Die Energiekrise hat den Strompreis in Deutschland in den vergangenen zwei Jahren auf den Kopf gestellt – und anschließend wieder umgedreht. Verbraucher sind verunsichert, bei welchem Versorger sie welche Tarifart zu welchen Konditionen abschließen sollen. Und selbst Marktexperten driften in ihren Prognosen zur langfristigen Preisentwicklung stark auseinander.

Grundversorger und Alternativanbieter: Hochs und Tiefs im Wechsel
Im Oktober 2022 verlangten Stromanbieter in Deutschland für neu abgeschlossene Tarife außerhalb der Grundversorgung im günstigsten Fall knapp 62 Cent pro Kilowattstunde – eine Verdreifachung des Strompreis-Niveaus vor der Energiekrise. Dementprechend flüchteten sich zahlreiche Kunden in die örtliche Grundversorgung, deren Preise auf dem Höhepunkt der Krise mit rund 40 ct/kWh noch vergleichsweise moderat blieben.

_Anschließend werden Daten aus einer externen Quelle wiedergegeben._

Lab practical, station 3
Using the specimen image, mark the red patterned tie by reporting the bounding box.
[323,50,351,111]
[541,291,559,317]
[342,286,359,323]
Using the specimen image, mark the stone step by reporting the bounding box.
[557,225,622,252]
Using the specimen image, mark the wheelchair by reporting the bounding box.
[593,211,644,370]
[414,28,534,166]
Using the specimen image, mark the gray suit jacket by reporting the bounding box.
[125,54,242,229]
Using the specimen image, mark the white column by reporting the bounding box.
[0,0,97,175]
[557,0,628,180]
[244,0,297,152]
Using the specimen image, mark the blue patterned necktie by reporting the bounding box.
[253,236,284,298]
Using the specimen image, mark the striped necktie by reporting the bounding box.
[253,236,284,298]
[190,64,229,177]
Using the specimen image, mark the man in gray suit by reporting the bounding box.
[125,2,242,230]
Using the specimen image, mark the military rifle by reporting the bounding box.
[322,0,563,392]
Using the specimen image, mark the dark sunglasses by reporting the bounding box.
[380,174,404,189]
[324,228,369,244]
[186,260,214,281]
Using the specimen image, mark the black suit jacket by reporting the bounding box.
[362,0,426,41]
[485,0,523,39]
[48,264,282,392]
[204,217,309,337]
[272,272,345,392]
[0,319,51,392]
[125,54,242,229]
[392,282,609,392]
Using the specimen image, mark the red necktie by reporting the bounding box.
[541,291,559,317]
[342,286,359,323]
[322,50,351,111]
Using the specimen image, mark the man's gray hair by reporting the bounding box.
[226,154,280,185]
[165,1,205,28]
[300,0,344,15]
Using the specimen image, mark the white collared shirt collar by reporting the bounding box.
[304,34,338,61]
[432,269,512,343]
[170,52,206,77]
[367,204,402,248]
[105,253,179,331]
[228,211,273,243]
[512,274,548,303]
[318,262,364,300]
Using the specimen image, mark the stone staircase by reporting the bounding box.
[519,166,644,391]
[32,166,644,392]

Wenige Monate später steht der Markt Kopf: Die Energiekrise scheint, wenn auch nicht gebannt, doch zumindest eingedämmt, und der Strompreis purzelt: Zunächst auf die gesetzliche Preisbremse von 40 ct/kWh, anschließend schnell und deutlich auf rund 30 Cent. Allerdings nur in Stromtarifen außerhalb der Grundversorgung. Für die berechnen die örtlichen Stadtwerke seit Monaten unverändert 50 ct/kWh und mehr – mit Verweis auf den kostspieligen Rettungsschirm, den die Grundversorger im vergangenen Jahr für Hunderttausende von Discountanbietern verprellte Kunden aufspannen mussten.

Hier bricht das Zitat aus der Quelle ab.